United Nations Security Council Resolution 1617, unanimously adopted on 29 July 2005, called on the UN Secretary General to work with INTERPOL to develop effective tools to assist a United Nations Security Council Al-Qaeda/Taliban committee to carry out its mandate regarding freezing of assets, a ban on travel and weapons embargo aimed at groups and individuals associated with Al Qaeda and the Taliban.
Delegates to the INTERPOL General Assembly, meeting this year in Berlin, also endorsed a proposal to take steps required to allow temporary access to the INTERPOL global communications network and criminal databases for international police working with the UN peacekeeping mission in Liberia (UNMIL).
Part of the UNMIL mandate is for its police officers to provide security at key government installations and to protect UN personnel as well as to assist the transitional government of Liberia to re-establish a functioning police service.
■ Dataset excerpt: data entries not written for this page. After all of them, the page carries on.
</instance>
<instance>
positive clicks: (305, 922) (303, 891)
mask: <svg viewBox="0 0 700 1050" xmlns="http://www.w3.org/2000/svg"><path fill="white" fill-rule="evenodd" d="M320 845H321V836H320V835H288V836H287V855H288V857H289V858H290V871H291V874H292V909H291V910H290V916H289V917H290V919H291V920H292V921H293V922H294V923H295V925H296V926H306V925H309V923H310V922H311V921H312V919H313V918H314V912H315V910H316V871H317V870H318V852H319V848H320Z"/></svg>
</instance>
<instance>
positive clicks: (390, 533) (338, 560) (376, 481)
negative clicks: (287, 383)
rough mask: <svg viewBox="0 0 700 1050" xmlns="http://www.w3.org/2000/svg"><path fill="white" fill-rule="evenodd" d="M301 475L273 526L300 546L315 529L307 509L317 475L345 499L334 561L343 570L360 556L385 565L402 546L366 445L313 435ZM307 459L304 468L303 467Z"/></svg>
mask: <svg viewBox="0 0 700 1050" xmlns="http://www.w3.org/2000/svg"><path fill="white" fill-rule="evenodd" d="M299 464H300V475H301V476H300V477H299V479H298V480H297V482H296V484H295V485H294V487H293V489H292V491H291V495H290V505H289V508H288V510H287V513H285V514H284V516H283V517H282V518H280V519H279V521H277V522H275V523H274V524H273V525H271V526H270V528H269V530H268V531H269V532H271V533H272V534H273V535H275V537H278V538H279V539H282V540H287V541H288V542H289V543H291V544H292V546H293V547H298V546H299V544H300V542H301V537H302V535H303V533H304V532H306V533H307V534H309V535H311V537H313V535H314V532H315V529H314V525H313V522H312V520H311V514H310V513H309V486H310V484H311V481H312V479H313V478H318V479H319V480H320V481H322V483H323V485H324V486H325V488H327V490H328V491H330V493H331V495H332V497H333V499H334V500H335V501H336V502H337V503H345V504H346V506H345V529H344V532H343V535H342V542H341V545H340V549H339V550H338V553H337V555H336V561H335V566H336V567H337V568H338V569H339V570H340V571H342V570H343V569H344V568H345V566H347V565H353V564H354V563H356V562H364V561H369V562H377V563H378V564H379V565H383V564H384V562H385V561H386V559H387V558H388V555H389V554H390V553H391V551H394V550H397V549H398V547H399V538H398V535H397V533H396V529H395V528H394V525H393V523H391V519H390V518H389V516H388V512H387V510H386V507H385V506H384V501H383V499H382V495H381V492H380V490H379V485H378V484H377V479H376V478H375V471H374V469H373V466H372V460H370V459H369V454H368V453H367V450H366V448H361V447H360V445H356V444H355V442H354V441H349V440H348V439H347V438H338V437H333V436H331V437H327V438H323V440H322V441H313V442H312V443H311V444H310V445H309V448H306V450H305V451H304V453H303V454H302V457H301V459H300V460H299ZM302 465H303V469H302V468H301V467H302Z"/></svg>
INTERPOL has a long history of co-operation with the UN and UN-related entities. Most recently, INTERPOL officers were assigned to assist the United Nations investigation in Beirut into the assassination of former Lebanese Prime Minister Rafik al-Hariri.
In November 2004, INTERPOL appointed its first ever Special Representative to the United Nations headquarters in New York. Dr Ulrich Kersten was assigned to help enhance co-operation and communication between the organizations.
'INTERPOL Secretary General Ronald Noble and UN Secretary General Kofi Annan wish to further develop the relationship between our organizations, and the adoption of these important resolutions by delegates to the General Assembly is further evidence of the commitment to do this,' Dr Kersten said.
INTERPOL President Jackie Selebi said: 'Such co-operation between INTERPOL and other international entities gives the world's police another weapon in the fight against terrorism and other cross-border criminality around the world.'
INTERPOL is the world’s largest international police organization, with 184 member countries, which each maintain an INTERPOL National Central Bureau staffed by members of national police. At INTERPOL’s General Secretariat in Lyon, France, police from more than 70 countries work side-by-side in any of the organization’s four official languages, Arabic, English, French and Spanish.